Why shouldn't it segfault? Assigning to null table index isn't an operation that makes sense to attempt in the first place, so having TableVal::Assign() reject null indices can hide logical flaws in whoever is calling it.

So the flaws actually may be in the couple recursive usages of ValueToVal, which is claimed to return nullptr and set have_error parameter to true when an error occurs:

Think this should have checked if an error occurred, and if so, break the loop and return nullptr itself:

zeek/src/threading/SerialTypes.cc

Lines 561 to 565 in 7bcf6b4

	for ( int j = 0; j < val->val.set_val.size; j++ )
	{
	Val* assignval = ValueToVal(source, val->val.set_val.vals[j], have_error);
	t->Assign({AdoptRef{}, assignval}, nullptr);
	}

Same for this loop dealing with vectors:

zeek/src/threading/SerialTypes.cc

Lines 589 to 593 in 7bcf6b4

	for ( int j = 0; j < val->val.vector_val.size; j++ )
	{
	auto el = ValueToVal(source, val->val.vector_val.vals[j], have_error);
	v->Assign(j, {AdoptRef{}, el});
	}

[initconf]

Note the space after the comma in the failing case is also reported in the trace I pasted in the comment above.

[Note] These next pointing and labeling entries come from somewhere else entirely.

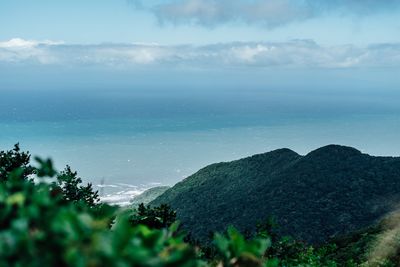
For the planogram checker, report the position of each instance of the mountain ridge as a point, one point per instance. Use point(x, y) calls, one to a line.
point(330, 191)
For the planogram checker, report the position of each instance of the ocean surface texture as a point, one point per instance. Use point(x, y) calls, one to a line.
point(125, 141)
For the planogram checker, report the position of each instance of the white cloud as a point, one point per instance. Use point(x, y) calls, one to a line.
point(293, 54)
point(270, 13)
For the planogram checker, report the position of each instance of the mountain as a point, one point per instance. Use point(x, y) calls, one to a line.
point(329, 192)
point(149, 195)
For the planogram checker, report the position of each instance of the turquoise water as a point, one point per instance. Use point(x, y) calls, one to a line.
point(131, 141)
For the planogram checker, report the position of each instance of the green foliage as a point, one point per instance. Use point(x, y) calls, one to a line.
point(147, 196)
point(153, 217)
point(15, 159)
point(72, 189)
point(331, 191)
point(39, 228)
point(61, 223)
point(234, 250)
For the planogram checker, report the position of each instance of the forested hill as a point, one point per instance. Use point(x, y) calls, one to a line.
point(331, 191)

Not entirely sure about space in comma delimited list is issue. I think the issue is a valid Notice::Type was Scan::KnockKnockScan ( with Upper case "K" - I ended up using lower case - thus config framework is unable to find)

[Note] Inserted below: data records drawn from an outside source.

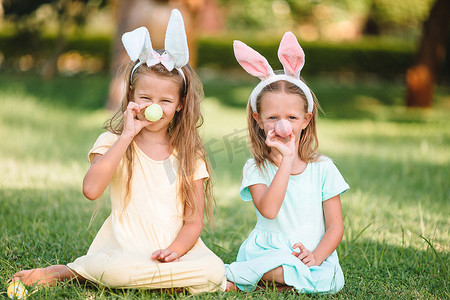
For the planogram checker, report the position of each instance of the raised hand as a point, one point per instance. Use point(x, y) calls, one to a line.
point(132, 125)
point(165, 255)
point(286, 146)
point(305, 255)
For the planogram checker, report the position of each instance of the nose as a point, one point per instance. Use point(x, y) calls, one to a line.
point(283, 128)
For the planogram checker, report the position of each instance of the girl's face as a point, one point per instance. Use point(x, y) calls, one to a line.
point(277, 106)
point(160, 90)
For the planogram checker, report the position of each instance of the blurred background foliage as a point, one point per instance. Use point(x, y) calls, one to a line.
point(352, 37)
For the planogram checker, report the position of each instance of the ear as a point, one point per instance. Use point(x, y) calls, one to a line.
point(307, 119)
point(137, 43)
point(252, 62)
point(257, 118)
point(176, 40)
point(291, 55)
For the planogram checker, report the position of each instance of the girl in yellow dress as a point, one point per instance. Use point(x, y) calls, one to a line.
point(158, 174)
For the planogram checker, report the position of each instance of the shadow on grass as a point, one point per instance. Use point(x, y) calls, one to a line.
point(81, 92)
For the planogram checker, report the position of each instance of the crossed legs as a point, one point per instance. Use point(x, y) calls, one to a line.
point(49, 275)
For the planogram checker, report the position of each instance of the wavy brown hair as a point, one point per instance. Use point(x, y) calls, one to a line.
point(308, 142)
point(183, 133)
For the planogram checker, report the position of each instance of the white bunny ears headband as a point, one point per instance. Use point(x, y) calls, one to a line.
point(176, 55)
point(292, 58)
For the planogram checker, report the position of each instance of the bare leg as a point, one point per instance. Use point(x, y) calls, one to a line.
point(276, 277)
point(49, 275)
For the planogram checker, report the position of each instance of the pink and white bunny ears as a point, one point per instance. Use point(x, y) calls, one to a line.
point(176, 55)
point(292, 58)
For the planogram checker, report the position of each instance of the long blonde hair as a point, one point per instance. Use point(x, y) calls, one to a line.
point(183, 133)
point(308, 142)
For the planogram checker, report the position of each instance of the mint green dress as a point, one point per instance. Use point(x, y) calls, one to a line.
point(300, 219)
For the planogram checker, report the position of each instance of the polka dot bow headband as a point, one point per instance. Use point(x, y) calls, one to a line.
point(292, 58)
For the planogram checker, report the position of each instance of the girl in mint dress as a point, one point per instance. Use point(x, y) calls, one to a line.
point(295, 191)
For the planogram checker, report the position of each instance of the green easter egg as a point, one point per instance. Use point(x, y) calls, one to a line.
point(153, 112)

However, I am not sure why I wasn't quite able to replicate with Test::blah ( a.zeek script)

[jsiwek]

Notice::report_types Scan::LandMine, Scan::KnockKnockScan

but this succeeds:

Notice::report_types Scan::LandMine,Scan::KnockKnockScan

Note the space after the comma in the failing case is also reported in the trace I pasted in the comment above. The code should probably be stripping that space before trying to do the lookup.

For an enum name like that, it could probably try to be helpful like that since identifiers can't contain space characters, but generally I'm not sure there should be an expectation of stripping whitespace between elements. Like if one has a set[string] and really does want leading whitespace in some element. (that example also raises another question that I didn't dig too far into: how someone can represent a string with a comma in it w/ an escaping mechanism or other way).

[jsiwek]

Not entirely sure about space in comma delimited list is issue. I think the issue is a valid Notice::Type was Scan::KnockKnockScan ( with Upper case "K" - I ended up using lower case - thus config framework is unable to find)

Yes, incorrect casing would be a problem, but it's also still sensitive to whitespace and you can test that.

[timwoj]

Yes, incorrect casing would be a problem, but it's also still sensitive to whitespace and you can test that.

Right, after fixing the casing issue it still failed because of the space. It's low-priority though since it's probably been like that forever.